OP: leave them to it. He clearly doesn't care about her, and she is as blinded as you if she doesn't want to know if he's cheated on her (and she clearly only said that because she suspects something - not necessarily that he's cheated with you, or that he's cheated at all, but she seems to know she can't trust him). Forget all this rubbish about "you cheated, so you can rot in hell" - he instigated it and, if anything, I'd say it was more his responsibility than yours to make sure he wasn't cheating on his girlfriend (although I'm sure people will disagree with me there). If he couldn't be arsed to stop himself, then what you did still isn't nice, but in terms of what he has done to that relationship, you're nothing but a cog in the works, and compared to him, you're a saint.

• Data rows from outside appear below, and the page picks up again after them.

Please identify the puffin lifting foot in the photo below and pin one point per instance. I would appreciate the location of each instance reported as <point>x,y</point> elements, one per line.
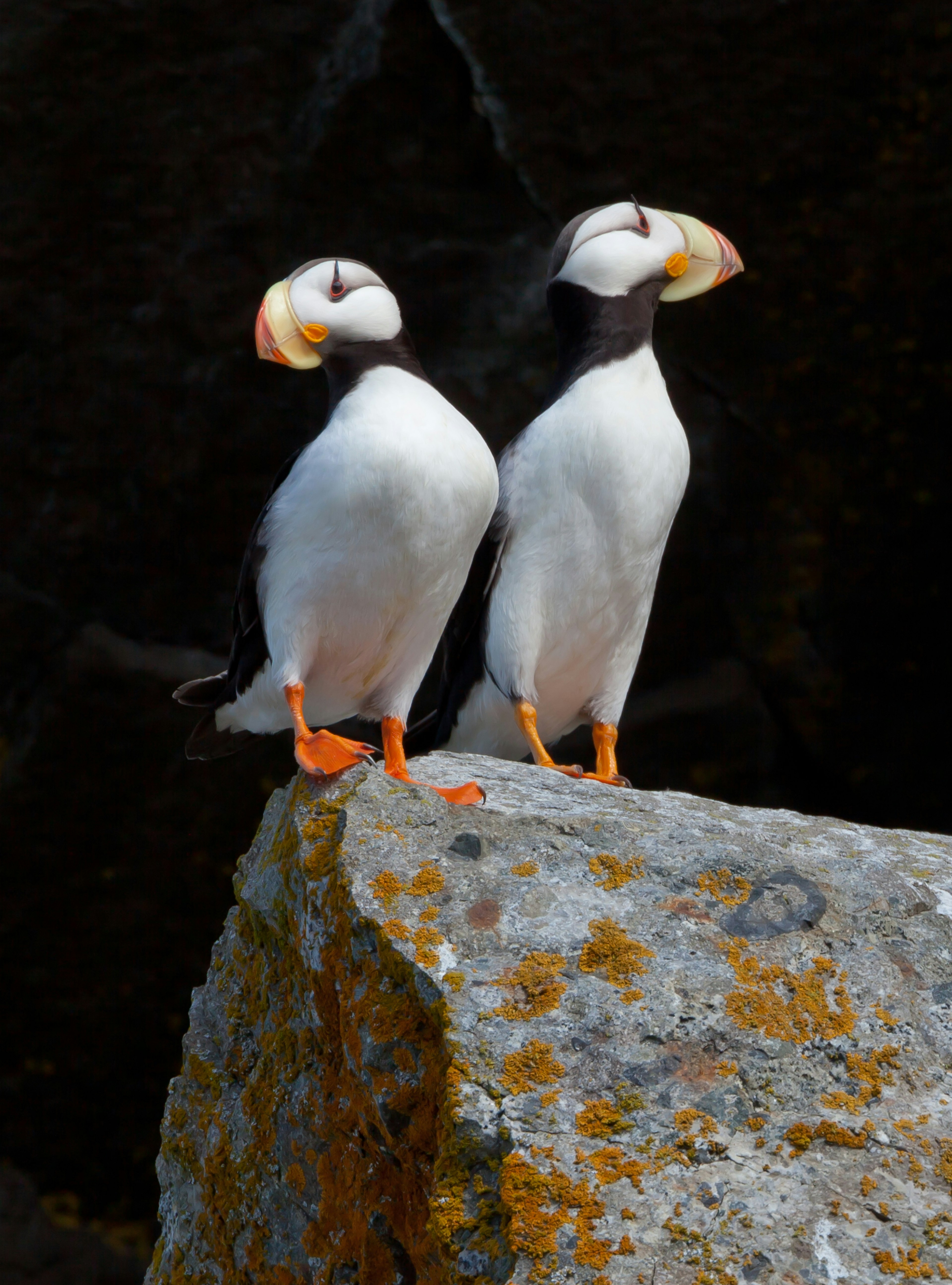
<point>561,590</point>
<point>322,754</point>
<point>364,544</point>
<point>395,765</point>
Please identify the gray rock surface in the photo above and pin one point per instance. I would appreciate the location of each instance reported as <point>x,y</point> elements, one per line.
<point>579,1035</point>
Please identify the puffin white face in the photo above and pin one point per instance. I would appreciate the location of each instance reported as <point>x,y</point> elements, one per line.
<point>613,250</point>
<point>326,304</point>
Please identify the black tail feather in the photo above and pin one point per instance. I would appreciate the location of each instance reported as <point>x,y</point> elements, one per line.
<point>202,693</point>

And I must say, her "he can do anything I don't know about" attitude to this relationship probably sparked that off too. She's clearly innocent but voluntarily ignorant, he's clearly a manipulative prick, and you were just used (by both) to keep the relationship together. Leave them to it. Whether they deserve happiness or not, they don't want it. The guy is clearly not happy with his girlfriend, and I'll bet you anything that poor woman is about as happy as you are right now, whether she knows he's cheated or not.
Rusty33
And, for the rest of us who, despite the stigma carried with certain types of people, stay true regardless of the situation? You explain to me how people who have the strength to exercise the mental and emotional strength against the temptation deserve the same level of credibility and clout as those who don't?

Not instantly. It's not a sort of "oh, you cheated, strike one... but I still love you till you do it twice more". But people do change. People are human and make mistakes (as you say later on). Sometimes it takes one night with another man/woman to realise that the person you're with is better than all the rest for you, I would imagine.

Rusty33
Oh, I'm sorry. When you blindside someone with an action like that, you should just get a free pass. I mean, after all, you're human, you make mistakes, right? Right. And, every mistake comes with a consequence, and hers is the guilt that should eat at her for doing what she did to a friend.

What she did? What about what he did to his girlfriend, or what his girlfriend did to the relationship by allowing him to cheat on her as long as she didn't know about it? Don't be ridiculous.